= Southern dispersal =

Early human migration out of Africa

Southern dispersal, also known as the great coastal migration or rapid coastal settlement, was an early human migration along the southern coastal route, from the Arabian Peninsula via Persia and India to Southeast Asia and Oceania, with later descendants of those migrations eventually colonizing the rest of Eastern Eurasia and the Americas.

According to this thesis, the dispersal was possible thanks to the development of a multipurpose subsistence strategy, based on the collection of organisms, fish, crustaceans, molluscs, and algae, which are part of the biotic communities of the intertidal zone, the transition ecosystem between land and sea between the upper limit of high tides and the lower limit of low tides, i.e. organisms left behind by the waters which retreat during ebb tide, and which people could harvest from the ground and reefs left unsubmerged or in shallow water at low tide.

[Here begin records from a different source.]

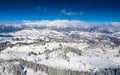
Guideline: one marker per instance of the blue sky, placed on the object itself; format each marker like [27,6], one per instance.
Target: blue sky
[84,10]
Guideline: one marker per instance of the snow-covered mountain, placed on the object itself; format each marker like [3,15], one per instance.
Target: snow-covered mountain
[60,47]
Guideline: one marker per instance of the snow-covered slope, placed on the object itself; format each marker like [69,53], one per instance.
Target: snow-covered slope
[76,50]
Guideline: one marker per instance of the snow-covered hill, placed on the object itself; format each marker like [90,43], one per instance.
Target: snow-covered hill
[63,45]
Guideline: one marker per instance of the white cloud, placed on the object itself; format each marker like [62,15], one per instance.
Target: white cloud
[63,11]
[69,13]
[81,12]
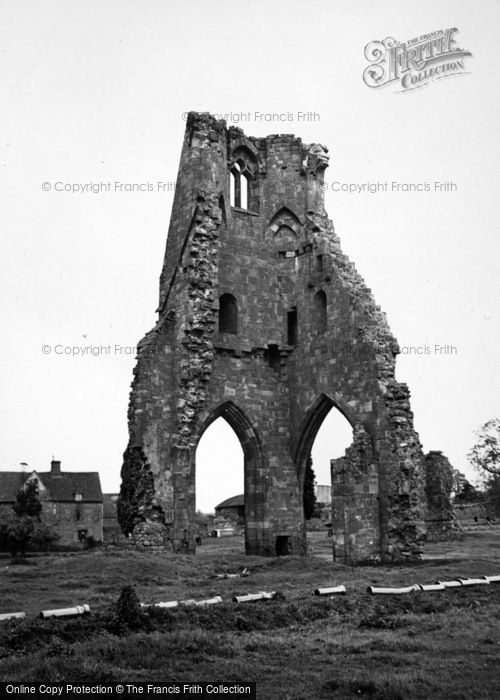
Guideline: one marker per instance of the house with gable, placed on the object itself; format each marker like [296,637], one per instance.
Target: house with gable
[72,502]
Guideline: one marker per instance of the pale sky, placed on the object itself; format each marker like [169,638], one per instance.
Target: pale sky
[96,91]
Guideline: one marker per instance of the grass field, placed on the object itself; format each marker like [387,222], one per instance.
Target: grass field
[436,645]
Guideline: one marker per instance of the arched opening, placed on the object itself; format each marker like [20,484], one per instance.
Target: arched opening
[220,485]
[228,314]
[320,316]
[240,185]
[234,442]
[245,191]
[325,436]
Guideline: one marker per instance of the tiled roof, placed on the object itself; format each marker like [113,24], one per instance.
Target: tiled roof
[59,487]
[232,502]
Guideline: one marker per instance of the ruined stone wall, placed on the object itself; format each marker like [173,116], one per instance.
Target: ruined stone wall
[438,486]
[309,337]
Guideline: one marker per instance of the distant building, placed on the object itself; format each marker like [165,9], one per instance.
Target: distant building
[72,502]
[323,494]
[112,531]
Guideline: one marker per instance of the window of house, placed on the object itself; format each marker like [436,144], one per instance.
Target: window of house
[82,534]
[228,314]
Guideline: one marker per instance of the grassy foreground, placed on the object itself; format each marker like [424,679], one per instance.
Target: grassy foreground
[424,645]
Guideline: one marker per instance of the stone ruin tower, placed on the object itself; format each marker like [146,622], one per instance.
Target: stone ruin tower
[265,322]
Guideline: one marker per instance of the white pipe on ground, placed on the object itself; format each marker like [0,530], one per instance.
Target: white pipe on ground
[252,596]
[432,587]
[12,616]
[209,601]
[66,612]
[166,604]
[330,591]
[393,591]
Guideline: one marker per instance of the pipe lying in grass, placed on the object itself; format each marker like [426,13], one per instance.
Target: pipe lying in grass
[393,591]
[66,612]
[253,596]
[166,604]
[432,586]
[12,616]
[209,601]
[330,591]
[450,584]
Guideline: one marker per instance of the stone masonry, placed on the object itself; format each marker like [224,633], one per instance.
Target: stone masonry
[265,322]
[438,487]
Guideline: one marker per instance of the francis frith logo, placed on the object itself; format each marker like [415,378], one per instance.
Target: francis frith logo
[414,63]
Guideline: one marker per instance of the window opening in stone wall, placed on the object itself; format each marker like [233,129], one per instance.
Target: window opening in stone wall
[239,186]
[232,187]
[228,314]
[320,318]
[334,436]
[292,334]
[244,190]
[220,481]
[273,357]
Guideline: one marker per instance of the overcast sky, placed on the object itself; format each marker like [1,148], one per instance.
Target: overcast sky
[96,92]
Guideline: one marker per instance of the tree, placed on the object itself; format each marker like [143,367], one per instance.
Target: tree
[309,493]
[463,490]
[15,533]
[485,455]
[28,501]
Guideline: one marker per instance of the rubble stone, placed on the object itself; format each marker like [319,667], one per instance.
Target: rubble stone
[309,337]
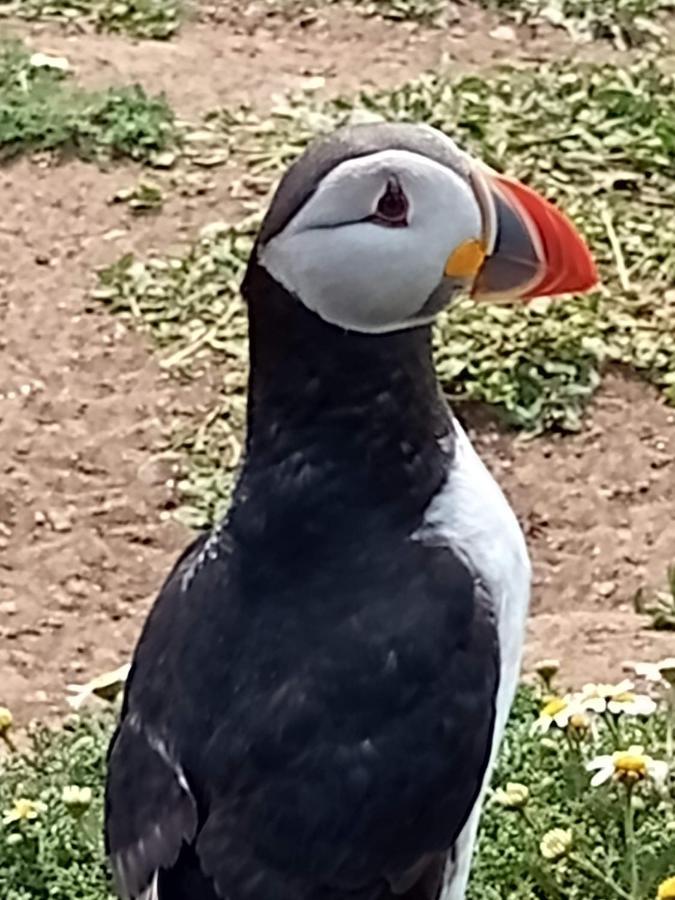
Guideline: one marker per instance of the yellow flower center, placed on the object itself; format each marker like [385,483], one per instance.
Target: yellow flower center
[25,809]
[667,889]
[579,722]
[630,766]
[626,697]
[553,707]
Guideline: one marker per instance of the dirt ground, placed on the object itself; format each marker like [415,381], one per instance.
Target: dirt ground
[86,525]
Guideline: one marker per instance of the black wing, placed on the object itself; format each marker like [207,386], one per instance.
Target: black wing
[306,740]
[150,809]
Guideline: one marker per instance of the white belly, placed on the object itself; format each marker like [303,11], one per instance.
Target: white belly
[472,516]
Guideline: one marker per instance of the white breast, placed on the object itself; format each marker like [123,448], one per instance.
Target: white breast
[471,515]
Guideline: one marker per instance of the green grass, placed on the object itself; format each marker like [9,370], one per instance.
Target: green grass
[627,23]
[598,140]
[41,109]
[158,19]
[58,855]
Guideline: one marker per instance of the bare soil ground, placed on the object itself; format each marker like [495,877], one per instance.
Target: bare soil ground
[86,529]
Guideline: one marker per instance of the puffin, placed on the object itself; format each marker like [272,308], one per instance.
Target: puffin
[319,692]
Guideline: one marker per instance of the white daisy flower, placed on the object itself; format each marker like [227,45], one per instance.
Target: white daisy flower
[617,699]
[557,712]
[628,767]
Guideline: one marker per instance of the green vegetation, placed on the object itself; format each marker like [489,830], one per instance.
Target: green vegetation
[598,140]
[40,109]
[51,849]
[51,845]
[158,19]
[628,23]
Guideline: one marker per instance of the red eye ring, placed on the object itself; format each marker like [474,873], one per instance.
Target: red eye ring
[392,207]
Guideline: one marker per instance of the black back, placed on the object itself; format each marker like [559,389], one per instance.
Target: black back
[314,688]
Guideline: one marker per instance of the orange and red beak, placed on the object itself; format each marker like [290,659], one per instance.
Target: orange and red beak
[529,247]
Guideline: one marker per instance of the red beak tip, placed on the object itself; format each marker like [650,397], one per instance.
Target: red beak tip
[568,265]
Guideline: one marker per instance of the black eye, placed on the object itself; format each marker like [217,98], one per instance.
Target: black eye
[392,207]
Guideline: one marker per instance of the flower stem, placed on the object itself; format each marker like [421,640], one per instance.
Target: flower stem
[613,725]
[630,841]
[589,868]
[8,741]
[670,724]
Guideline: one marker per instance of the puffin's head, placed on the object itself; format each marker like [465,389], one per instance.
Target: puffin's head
[378,227]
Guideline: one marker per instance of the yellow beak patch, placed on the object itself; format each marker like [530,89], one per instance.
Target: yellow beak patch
[465,260]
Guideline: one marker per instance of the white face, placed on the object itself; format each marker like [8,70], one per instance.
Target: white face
[367,272]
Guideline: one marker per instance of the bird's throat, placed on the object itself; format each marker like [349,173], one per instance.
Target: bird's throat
[341,425]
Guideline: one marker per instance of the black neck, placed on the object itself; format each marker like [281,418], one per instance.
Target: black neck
[341,425]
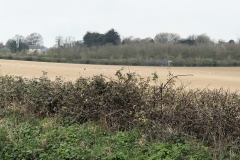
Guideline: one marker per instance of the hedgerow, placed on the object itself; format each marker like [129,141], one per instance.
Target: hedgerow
[128,102]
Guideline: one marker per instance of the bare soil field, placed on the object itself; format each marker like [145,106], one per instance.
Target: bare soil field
[227,78]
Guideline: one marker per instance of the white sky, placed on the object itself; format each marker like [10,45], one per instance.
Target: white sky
[219,19]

In support of this hypothesis there are the remains found on an ancient Pleistocene reef, now emerged, near the locality of Abdur in Eritrea. Its rocks are the result of the compaction of marine debris about 125,000 years ago and contain fossil remains of a complex biotic community of the coast of the time: large colonies of corals, oyster shells, large clams and other bivalve molluscs, gastropods and echinoderms. A group of geologists and paleontologists found many blades and tools made of quartz, obsidian and other fine volcanic stone, mixed with the remains of shells. This would prove that over 100,000 years ago human populations of Homo sapiens exploited the intertidal zone for food purposes.

The coastal route theory is primarily used to describe the initial peopling of West Asia, India, Southeast Asia, New Guinea, Australia, Near Oceania, and East Asia beginning between roughly 70,000 and 50,000 years ago.

It is linked with the presence and dispersal of mtDNA haplogroup M and haplogroup N, as well as the specific distribution patterns of Y-DNA haplogroup C, haplogroup D, and haplogroup FT in these regions.

The theory proposes that early modern humans, some of the bearers of mitochondrial haplogroup L3, arrived in the Arabian peninsula about 70,000–50,000 years ago, crossing from East Africa via the Bab-el-Mandeb strait. It has been estimated that from a population of 2,000 to 5,000 individuals in Africa, only a small group, possibly as few as 150 to 1,000 people, crossed the Red Sea. The group would have travelled along the coastal route around Arabia and Persia to India relatively rapidly, within a few thousand years. From India, they would have spread to Southeast Asia ("Sundaland") and Oceania ("Sahul").

== Genetic and archaeologic evidence ==
The southern route dispersal is primarily linked to the Initial Upper Paleolithic expansion of modern humans and "ascribed to a population movement with uniform genetic features and material culture" (Ancient East Eurasians), which was the major source for the peopling of the Asia–Pacific region. While certain Initial Upper Paleolithic populations represented by specimens found in Central Asia and Europe, such as the Ust'-Ishim man, Bacho Kiro cave or Oase 2, are inferred to have used inland routes, the ancestors of all modern East Eurasian populations are inferred to have used the Southern dispersal route through South Asia, where they subsequently diverged rapidly and gave rise to modern populations in Eastern Eurasia, Oceania, and the Americas.